Chapitre 27 : Christelle
Je la vois dans sa cuisine par la fenêtre ouverte. Je prends mon courage à deux mains et j’avance dans leur allée. Elle a dû m’apercevoir aussi car elle me dit tout de suite :
- Vous avez dû vous tromper de trottoir, Mademoiselle. Vous n’être pas la bienvenue ici.
Je m’arrête. Je m’étais promise de ne pas pleurer, mais mes larmes se mettent à couler. Je ne sais pas quoi dire. Mon frère m’a déposée et est aussitôt reparti. Je pense qu’il n’y a pas beaucoup de bus un dimanche pour que je retourne chez moi. Et la mère de Stan reprend, toujours avec un air aussi froid :
- En plus, mon fils est dans sa chambre à dormir. Je ne veux pas que vous le dérangiez.
- … C’est vous que je venais voir, en fait.
- Vraiment ? Désolée, mais je n’ai pas le temps. Je dois m’occuper du repas de ce midi. J’ai des petits fours à préparer. Au moins, Luc va nous présenter une personne convenable. Ne vous inquiétez pas, nous ne parlerons pas de vous afin d’éviter que votre professeur n’ait une mauvaise opinion de vous, si ce n’est pas déjà le cas.

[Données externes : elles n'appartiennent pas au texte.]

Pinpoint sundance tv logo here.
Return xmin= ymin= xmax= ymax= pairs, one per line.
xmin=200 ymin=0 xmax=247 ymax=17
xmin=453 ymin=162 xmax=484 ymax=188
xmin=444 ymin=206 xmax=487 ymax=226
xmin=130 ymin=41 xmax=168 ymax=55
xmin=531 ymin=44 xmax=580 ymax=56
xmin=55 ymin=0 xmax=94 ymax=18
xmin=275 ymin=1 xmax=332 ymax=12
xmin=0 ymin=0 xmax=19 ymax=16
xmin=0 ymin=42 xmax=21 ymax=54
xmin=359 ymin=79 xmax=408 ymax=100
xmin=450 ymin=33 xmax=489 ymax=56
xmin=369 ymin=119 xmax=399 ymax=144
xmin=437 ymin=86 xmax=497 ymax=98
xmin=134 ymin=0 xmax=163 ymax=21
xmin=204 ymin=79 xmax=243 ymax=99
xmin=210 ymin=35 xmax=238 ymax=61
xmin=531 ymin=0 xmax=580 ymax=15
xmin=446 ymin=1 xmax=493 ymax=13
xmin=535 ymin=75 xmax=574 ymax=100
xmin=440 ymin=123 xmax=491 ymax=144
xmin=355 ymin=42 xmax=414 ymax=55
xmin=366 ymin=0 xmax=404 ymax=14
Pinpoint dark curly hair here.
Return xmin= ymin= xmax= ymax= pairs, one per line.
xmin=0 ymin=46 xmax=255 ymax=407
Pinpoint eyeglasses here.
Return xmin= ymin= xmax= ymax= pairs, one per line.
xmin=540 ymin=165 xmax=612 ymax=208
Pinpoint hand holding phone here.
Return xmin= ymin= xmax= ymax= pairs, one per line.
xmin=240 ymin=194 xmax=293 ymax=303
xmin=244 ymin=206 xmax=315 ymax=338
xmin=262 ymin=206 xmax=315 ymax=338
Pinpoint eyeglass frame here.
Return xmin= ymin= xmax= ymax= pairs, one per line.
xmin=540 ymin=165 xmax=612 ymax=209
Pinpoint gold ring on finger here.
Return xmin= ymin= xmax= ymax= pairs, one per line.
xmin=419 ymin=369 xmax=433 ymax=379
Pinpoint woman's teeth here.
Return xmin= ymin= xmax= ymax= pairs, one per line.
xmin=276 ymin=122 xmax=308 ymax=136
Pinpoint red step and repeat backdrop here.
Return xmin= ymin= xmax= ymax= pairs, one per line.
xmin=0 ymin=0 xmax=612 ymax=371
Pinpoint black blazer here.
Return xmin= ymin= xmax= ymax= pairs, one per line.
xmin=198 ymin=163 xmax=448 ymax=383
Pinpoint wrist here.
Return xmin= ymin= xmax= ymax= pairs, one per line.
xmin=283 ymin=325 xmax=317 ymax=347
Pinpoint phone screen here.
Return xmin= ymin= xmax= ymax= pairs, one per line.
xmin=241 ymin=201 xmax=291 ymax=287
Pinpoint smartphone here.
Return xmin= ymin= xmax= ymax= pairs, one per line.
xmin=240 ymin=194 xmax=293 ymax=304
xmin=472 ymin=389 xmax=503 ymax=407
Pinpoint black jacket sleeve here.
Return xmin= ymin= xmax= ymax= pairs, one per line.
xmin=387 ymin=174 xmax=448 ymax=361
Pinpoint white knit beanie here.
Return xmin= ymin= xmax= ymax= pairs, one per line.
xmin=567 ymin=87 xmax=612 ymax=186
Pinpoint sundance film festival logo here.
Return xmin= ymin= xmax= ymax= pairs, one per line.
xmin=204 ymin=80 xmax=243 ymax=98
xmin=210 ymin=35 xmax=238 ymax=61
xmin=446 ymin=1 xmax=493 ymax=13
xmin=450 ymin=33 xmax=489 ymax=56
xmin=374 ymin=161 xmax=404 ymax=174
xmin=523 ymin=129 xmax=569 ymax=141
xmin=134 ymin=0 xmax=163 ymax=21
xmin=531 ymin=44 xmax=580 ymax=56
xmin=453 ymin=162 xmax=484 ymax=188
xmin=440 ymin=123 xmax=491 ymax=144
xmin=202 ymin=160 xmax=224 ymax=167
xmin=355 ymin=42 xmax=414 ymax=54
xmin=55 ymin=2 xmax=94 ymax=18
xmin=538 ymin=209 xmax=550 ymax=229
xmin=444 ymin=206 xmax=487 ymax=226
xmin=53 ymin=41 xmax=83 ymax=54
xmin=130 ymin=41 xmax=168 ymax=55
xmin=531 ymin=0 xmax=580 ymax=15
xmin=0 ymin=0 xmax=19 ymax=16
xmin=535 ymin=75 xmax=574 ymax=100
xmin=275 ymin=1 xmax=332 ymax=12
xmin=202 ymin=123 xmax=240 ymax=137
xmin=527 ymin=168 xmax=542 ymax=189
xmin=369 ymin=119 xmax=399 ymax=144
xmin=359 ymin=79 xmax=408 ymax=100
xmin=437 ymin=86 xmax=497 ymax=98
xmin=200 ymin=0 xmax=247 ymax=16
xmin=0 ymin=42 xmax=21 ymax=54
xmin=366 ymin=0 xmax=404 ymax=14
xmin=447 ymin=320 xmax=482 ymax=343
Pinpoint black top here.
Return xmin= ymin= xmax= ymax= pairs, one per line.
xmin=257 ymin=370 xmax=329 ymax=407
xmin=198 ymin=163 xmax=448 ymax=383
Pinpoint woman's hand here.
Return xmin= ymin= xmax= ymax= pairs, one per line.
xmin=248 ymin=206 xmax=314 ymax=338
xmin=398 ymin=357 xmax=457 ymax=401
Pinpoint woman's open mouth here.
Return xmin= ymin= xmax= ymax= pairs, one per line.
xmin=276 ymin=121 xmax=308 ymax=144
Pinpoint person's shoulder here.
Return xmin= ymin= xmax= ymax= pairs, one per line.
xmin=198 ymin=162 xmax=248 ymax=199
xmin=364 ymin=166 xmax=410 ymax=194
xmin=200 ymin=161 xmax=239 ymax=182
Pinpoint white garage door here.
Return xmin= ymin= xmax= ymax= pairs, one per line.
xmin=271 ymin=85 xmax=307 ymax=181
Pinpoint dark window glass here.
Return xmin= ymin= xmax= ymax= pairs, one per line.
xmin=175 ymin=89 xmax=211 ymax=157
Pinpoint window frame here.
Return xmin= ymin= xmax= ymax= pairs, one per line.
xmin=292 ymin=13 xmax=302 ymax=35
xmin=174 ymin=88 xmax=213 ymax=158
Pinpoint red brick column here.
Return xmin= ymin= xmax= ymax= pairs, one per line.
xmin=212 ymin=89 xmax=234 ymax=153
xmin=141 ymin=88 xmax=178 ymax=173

J’en conclue qu’elle n’est pas au courant. Tant mieux pour Annie. Je ne vendrai pas la mèche de toute façon. J’espère qu’elle ne la reconnaitra pas. Mais, mes larmes ne s’arrêtent pas pour autant. Je laisse tomber. J’en ai marre de me faire insulter sans pouvoir m’expliquer. Je lui dis juste :
- Désolée de vous avoir dérangée. Je vais vous laisser. Sachez juste que j’aime votre fils. C’est quelqu’un de bien.
- … Bien… Bon, si vous savez utilisez vos mains pour autre chose que… ce que nous savons toutes les deux, peut-être pouvez-vous m’aider dans mes préparatifs. Ceci ne veut pas dire que je vous accepterai à ma table.
- Je veux bien. Merci.
- La porte est ouverte. Venez donc. Je suis en tout cas surprise de voir que vous pouvez porter des tenues correctes.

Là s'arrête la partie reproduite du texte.